PATRIMÓNIO DOS POBRES

Foi numa destas tardes de chuva e vento gelado que a avó e o neto se dirigiram à Casa do Gaiato a perguntar pela minha pessoa.

Eu não estava, mas recebeu-os a Senhora que ficou muito condoída com a situação de ambos, a viverem na mesma morada.

A avó não parou de chorar tão intensamente durante todo o tempo em que o neto, já um homem feito, ia narrando os motivos da sua aflição, que a senhora, mal eu cheguei, me pôs ao corrente das lágrimas da pobre idosa.

- O senhor Padre não está. Nós voltamos amanhã.

Almoçava e, delicadamente não quiseram interromper a minha refeição, embora estivessem cheios de fome.

Acabada a comida, um dos rapazes veio ter comigo ainda à mesa, a dizer: - Estão ali uns senhores que lhe querem falar. - Eram eles. A avó e o neto.

Apercebi-me logo do terremoto que lhes caíra em cima, mas, primeiro, perguntei-lhes se queriam comer. Que sim. A Senhora, que os conhecia ainda da véspera, trouxe logo duas grandes malgas de caldo-verde a fumegar, que eles engoliram sofregamente com pão migado na sopa.

Fui lendo, enquanto comiam, os papéis indicadores da sua visita. Era a casa. O Banco nomeou um executor e eles pela acumulação de rendas em atraso estavam cheiinhos de medo de ir prà rua.

Nestes dias de invernia a casa é tudo. Perder a casa é quase como perder a vida. Ai! Nestes dias deve morrer muita gente de frio, diziam os lamentos que ouvia à minha volta.

Pediram dinheiro a uma dessas empresas que o facultam imediatamente se houver algo a empenhar. Autênticos caçadores de incautos com que alguns Bancos se encapotam para explorar os pobres, os ignorantes, os ambiciosos, etc.!...

No meu entender tais negócios deviam ser proibidos, pois só caem neles os imprudentes.

Propagandeiam dinheiro na mão já. É o isco com que atraem os ingénuos para, depois os explorarem como sanguessugas que são.

Dói-me que uma rádio, dita de inspiração cristã, não negue propaganda a tal gente e se deixe levar também pelo deus dinheiro.

A senhora havia comprado a sua casinha, que era mais pequena que a da Janete que me custou 32.000 euros há 3 anos. O Banco punha agora à praça por 62.000 euros e ainda ficava credor de toda aquela dívida e dos juros da pobre gente. É na verdade um bom negócio!...

O débito era avultadíssimo, são juros sobre juros e o Património dos Pobres não podia empenhar-se em tal emaranhado. Que fazer?

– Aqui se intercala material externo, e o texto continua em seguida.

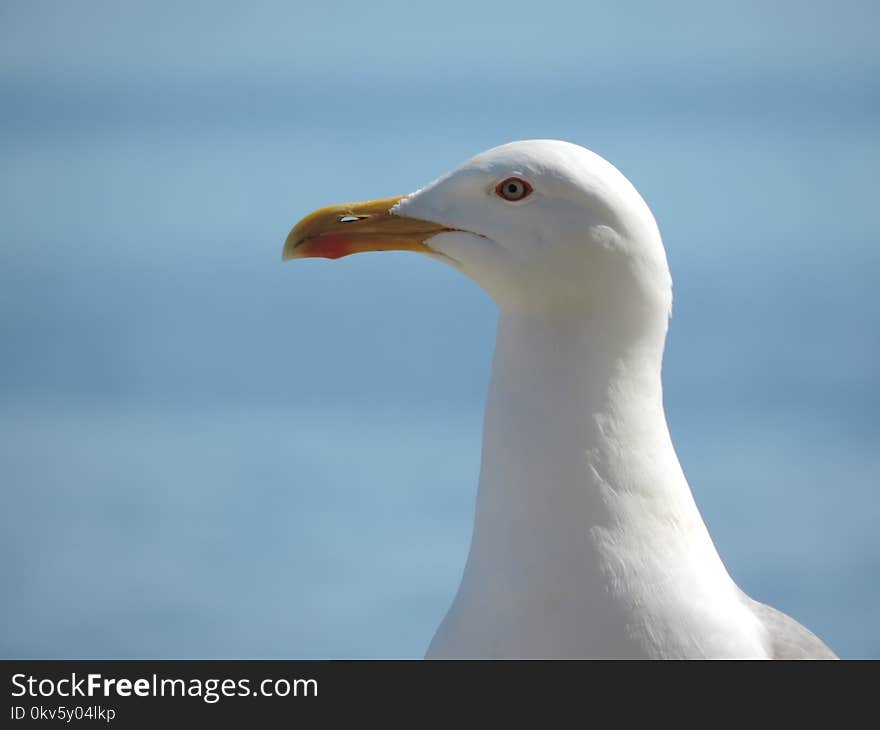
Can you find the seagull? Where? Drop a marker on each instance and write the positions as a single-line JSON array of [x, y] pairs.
[[587, 542]]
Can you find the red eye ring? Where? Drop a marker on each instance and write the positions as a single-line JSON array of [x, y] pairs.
[[513, 189]]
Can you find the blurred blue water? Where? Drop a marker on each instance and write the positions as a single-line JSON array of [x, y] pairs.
[[207, 453]]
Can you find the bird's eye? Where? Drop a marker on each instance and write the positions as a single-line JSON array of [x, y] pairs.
[[513, 189]]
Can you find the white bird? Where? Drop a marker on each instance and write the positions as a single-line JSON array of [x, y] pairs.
[[587, 541]]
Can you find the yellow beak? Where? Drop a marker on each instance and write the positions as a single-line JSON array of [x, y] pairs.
[[340, 230]]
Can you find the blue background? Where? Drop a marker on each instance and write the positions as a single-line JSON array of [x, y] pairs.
[[206, 453]]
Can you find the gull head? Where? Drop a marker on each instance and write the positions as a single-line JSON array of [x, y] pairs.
[[541, 225]]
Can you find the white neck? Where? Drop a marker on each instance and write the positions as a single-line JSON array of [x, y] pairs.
[[582, 504]]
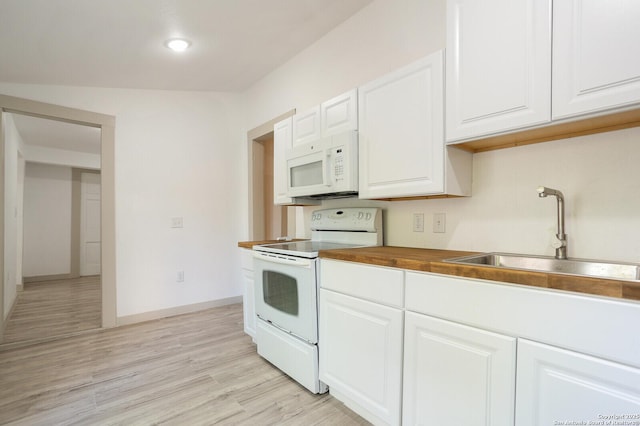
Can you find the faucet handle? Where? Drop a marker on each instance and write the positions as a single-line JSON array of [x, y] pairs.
[[558, 243]]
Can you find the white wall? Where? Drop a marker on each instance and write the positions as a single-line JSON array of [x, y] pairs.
[[599, 174], [383, 36], [12, 208], [177, 154], [47, 220]]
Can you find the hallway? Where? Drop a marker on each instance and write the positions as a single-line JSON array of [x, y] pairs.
[[55, 308]]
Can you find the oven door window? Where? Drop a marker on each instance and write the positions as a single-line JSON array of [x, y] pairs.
[[280, 291]]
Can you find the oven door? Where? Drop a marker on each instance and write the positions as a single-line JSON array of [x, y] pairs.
[[286, 293]]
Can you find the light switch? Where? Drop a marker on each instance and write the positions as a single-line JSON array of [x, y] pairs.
[[439, 222], [418, 222]]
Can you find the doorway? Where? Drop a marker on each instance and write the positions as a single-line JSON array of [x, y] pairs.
[[267, 221], [106, 124]]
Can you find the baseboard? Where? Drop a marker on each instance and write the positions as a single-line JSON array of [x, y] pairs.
[[38, 278], [5, 320], [178, 310]]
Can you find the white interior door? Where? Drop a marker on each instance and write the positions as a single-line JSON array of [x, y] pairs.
[[90, 224]]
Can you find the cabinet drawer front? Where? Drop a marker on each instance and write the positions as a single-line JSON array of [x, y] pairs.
[[589, 324], [374, 283]]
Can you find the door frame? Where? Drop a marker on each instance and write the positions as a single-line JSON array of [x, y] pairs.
[[254, 135], [106, 123]]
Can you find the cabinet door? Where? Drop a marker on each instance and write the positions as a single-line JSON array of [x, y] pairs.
[[339, 114], [401, 141], [555, 385], [282, 140], [361, 355], [306, 126], [456, 375], [596, 65], [498, 66]]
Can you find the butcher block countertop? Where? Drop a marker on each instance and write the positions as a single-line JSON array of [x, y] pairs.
[[431, 260]]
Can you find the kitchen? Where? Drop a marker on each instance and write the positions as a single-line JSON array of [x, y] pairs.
[[597, 173]]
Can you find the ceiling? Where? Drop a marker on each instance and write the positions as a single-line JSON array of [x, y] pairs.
[[120, 43], [54, 134]]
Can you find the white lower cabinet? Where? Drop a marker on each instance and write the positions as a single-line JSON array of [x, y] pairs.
[[361, 340], [427, 349], [456, 375], [248, 293], [558, 386], [361, 355]]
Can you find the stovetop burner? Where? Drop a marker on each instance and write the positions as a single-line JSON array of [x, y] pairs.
[[334, 229]]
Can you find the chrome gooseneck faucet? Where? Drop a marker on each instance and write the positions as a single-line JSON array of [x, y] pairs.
[[561, 243]]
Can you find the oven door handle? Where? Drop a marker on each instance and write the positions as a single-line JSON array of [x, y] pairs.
[[275, 258]]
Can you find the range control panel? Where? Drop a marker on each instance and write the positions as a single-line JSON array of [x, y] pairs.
[[359, 219]]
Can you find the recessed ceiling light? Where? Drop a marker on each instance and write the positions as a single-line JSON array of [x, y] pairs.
[[178, 44]]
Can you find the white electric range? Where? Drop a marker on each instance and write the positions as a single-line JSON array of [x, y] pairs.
[[286, 288]]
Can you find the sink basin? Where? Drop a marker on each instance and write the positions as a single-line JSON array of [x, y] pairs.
[[591, 268]]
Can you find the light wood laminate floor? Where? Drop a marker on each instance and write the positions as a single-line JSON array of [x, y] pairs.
[[193, 369], [55, 308]]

O rapaz, após ter telefonado para vários senhores do Banco e da tal empresa sugadora, de ambos os lados, lhe haviam dito que os tais senhores não estavam, voltou desesperado a ter comigo, para lhe indicar um advogado que os defendesse.

É claro que não há boa-fé em tais servidores do cacau. Dizer que não, esta é uma forma de iludir, para adiar a questão e poder caçar a pobre vítima.

A moeda-casa é hoje o numerário mais valioso no mercado financeiro. Qualquer casa vale o dobro de há oito anos.

Quem ganha com isto? Os mais ricos. Quem perde com esta inflação? Os mais pobres, mais desgovernados e os mais indefesos.

Naturalmente que os governantes sabem do problema e todos os políticos!... Que fazem? Parecem ignorá-lo.

Portugal é hoje um País multicultural, multirracial e com uma disparidade financeira cada vez mais acentuada. Uma situação para causar a vertigem do dinheiro!

O problema habitacional é cada vez mais grave. Não basta abrir portas a todos os estrangeiros, é necessário acautelar a sua habitação e a concorrência natural que a sua morada contínua vem trazer ao mercado imobiliário. A maior parte dos portugueses imigrados não vendeu, nem alugou a sua casa em Portugal.

Não podem os responsáveis estar à espera que a iniciativa privada resolva esta gravíssima inflação que faz com que alguns Bancos se atirem aos indefesos como cão a bofe.